Something, somewhere deallocated my data. I needed a way figure out what
happened to my data.
Background
I ultimately ended up finding my lost data by overloading the new and delete operators. When a function is
called, after the arguments are pushed onto the stack, the return address gets
pushed on to the stack. We can then extract this from the stack in the
new and delete operators to help in debugging.
Using the code
After several wrong guesses about where my pointer went, I resorted to
overloading the operators new and delete
as shown below. This implementation of the new operator extracts
the return address from the stack. The return address is found between the
address of the function argument and the address of the first automatic
variable. The compiler settings, calling conventions, and machine architecture
may effect where the return address is found, so you may need to tweak this
slightly for your environment. Once it has its return address, new
allocates an extra sixteen bytes and stores the return address and the intended
size of the buffer at the front of the buffer, and returns a pointer to the
sixteenth byte into the buffer.
The delete operator, as you can see, no longer
deletes. Instead, it extracts the return address in the same fashion, pastes it
into the front of the buffer after the size, writes DE AD BE EF
into the last four bytes, then fills out the rest of the buffer with a repeating
pattern.
Now, when the app falls over in the debugger on the bad pointer, I simply
open the memory window, find where my pointer points, and go back 16 bytes. The
first four bytes are where new was called from. The
next four bytes are the allocated size. The third group of four bytes are where
delete was called from. The last group of four bytes should say
DE AD BE EF. Followed by the rest of the allocated buffer filled in
with 77 77 77 77.
To map these return addresses for new and
delete back to points in the source code, first reverse the byte
order of them. This is necessary because of Intel's backward-endianness. Next,
right click on the source and select Go To Disassembly. The leftmost column
contains the memory address of each machine instruction. Press Ctrl-G or select
(Edit->Go To...) and type in one of your extracted addresses. It then should
scroll you to the call to new or delete. To get back
to the source file, right click again, and select Go To Source. You should then
see a call to new or delete.
Now you can quickly figure out where your lost data went.
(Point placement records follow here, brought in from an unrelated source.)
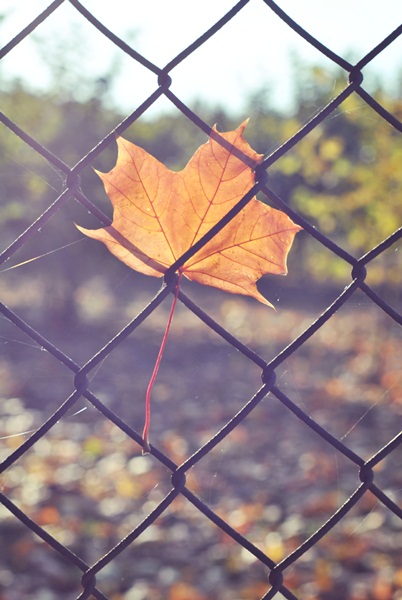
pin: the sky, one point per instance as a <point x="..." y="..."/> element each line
<point x="253" y="51"/>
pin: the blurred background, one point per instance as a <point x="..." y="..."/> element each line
<point x="272" y="478"/>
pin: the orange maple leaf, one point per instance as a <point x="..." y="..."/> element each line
<point x="159" y="214"/>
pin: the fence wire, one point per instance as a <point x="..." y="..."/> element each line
<point x="81" y="373"/>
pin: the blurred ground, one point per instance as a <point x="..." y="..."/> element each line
<point x="272" y="478"/>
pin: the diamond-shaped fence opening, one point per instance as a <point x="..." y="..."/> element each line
<point x="274" y="469"/>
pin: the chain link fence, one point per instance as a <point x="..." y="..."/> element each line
<point x="278" y="582"/>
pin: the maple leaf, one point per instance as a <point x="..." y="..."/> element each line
<point x="159" y="214"/>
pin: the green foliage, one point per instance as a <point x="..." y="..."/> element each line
<point x="344" y="177"/>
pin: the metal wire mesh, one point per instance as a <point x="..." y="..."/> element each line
<point x="81" y="374"/>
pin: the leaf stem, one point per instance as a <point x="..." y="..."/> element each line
<point x="145" y="434"/>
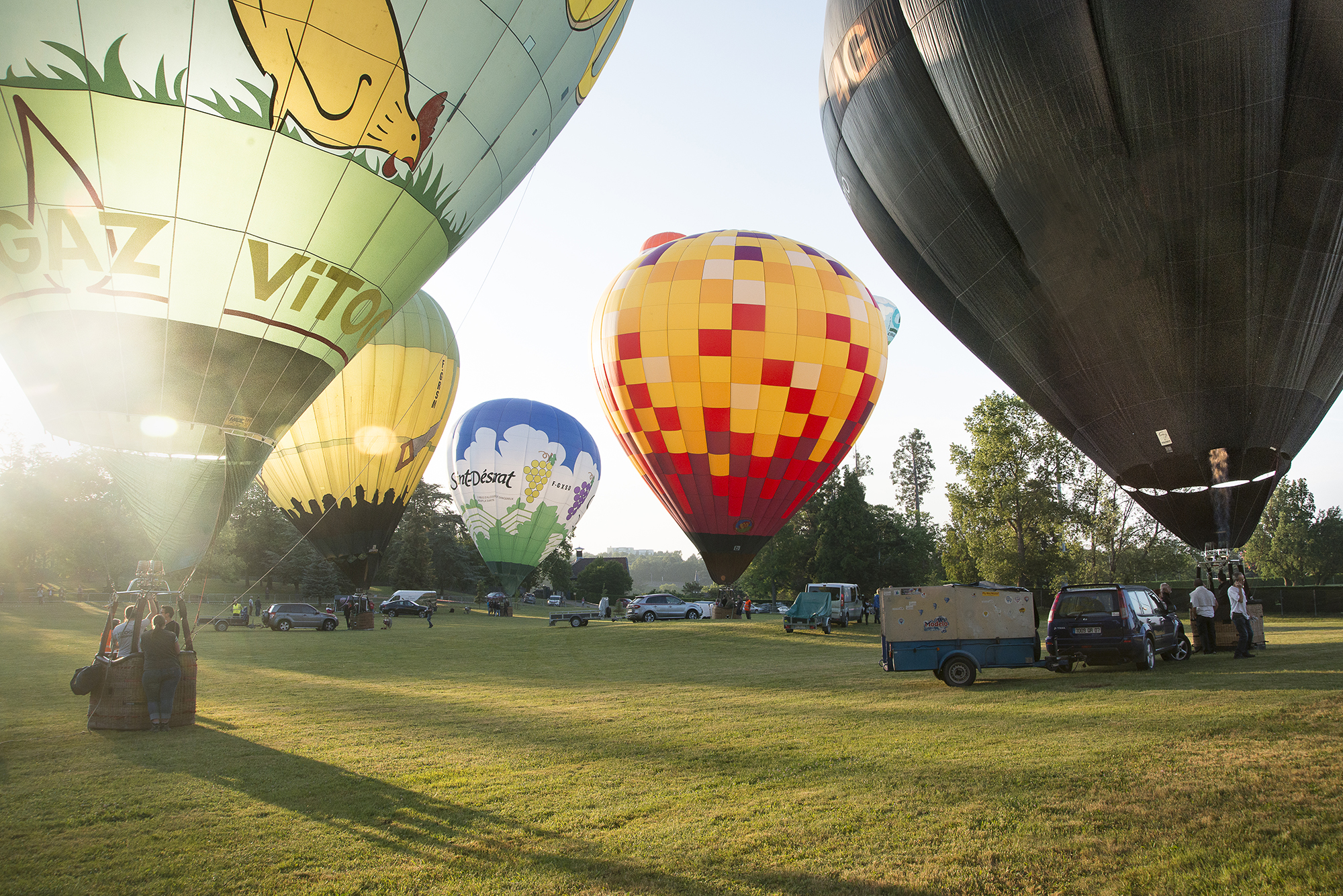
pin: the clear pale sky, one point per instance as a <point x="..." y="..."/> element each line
<point x="706" y="118"/>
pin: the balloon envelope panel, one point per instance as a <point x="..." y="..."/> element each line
<point x="738" y="368"/>
<point x="195" y="239"/>
<point x="1129" y="211"/>
<point x="523" y="475"/>
<point x="346" y="470"/>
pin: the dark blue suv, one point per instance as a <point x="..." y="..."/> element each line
<point x="1114" y="624"/>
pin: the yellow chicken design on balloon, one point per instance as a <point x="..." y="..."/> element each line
<point x="340" y="74"/>
<point x="340" y="70"/>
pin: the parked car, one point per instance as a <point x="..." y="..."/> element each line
<point x="424" y="597"/>
<point x="661" y="607"/>
<point x="281" y="617"/>
<point x="1113" y="624"/>
<point x="402" y="607"/>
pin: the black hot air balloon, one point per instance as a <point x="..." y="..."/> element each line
<point x="1129" y="209"/>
As for figuring out
why delete was called on your data when you
still needed it, well, you're on your own.
#include <MALLOC.H>
void * ::operator new(size_t size)
{
int stackVar;
unsigned long stackVarAddr = (unsigned long)&stackVar;
unsigned long argAddr = (unsigned long)&size;
void ** retAddrAddr = (void **)(stackVarAddr/2 + argAddr/2 + 2);
void * retAddr = * retAddrAddr;
unsigned char *retBuffer = (unsigned char*)malloc(size + 16);
memset(retBuffer, 0, 16);
memcpy(retBuffer, &retAddr, sizeof(retAddr));
memcpy(retBuffer + 4, &size, sizeof(size));
return retBuffer + 16;
}
void ::operator delete(void *buf)
{
int stackVar;
if(!buf)
return;
unsigned long stackVarAddr = (unsigned long)&stackVar;
unsigned long argAddr = (unsigned long)&buf;
void ** retAddrAddr = (void **)(stackVarAddr/2 + argAddr/2 + 2);
void * retAddr = * retAddrAddr;
unsigned char* buf2 = (unsigned char*)buf;
buf2 -= 8;
memcpy(buf2, &retAddr, sizeof(retAddr));
size_t size;
buf2 -= 4;
memcpy(&size, buf2, sizeof(buf2));
buf2 += 8;
buf2[0] = 0xde;
buf2[1] = 0xad;
buf2[2] = 0xbe;
buf2[3] = 0xef;
buf2 += 4;
memset(buf2, 0x7777, size);
}
Points of Interest
This code can also be used to detect memory leaks. Simply fix the delete operator so that it actually deallocates the memory.
Then just before the app exits, use _heapwalk to step through the
allocated buffers and extract the addresses where new was called.
This will give you a list of calls to new which have not been
matched with a call to delete.
Also, this code is for debugging, if you put this code into a production app,
it will run out of memory fairly quickly.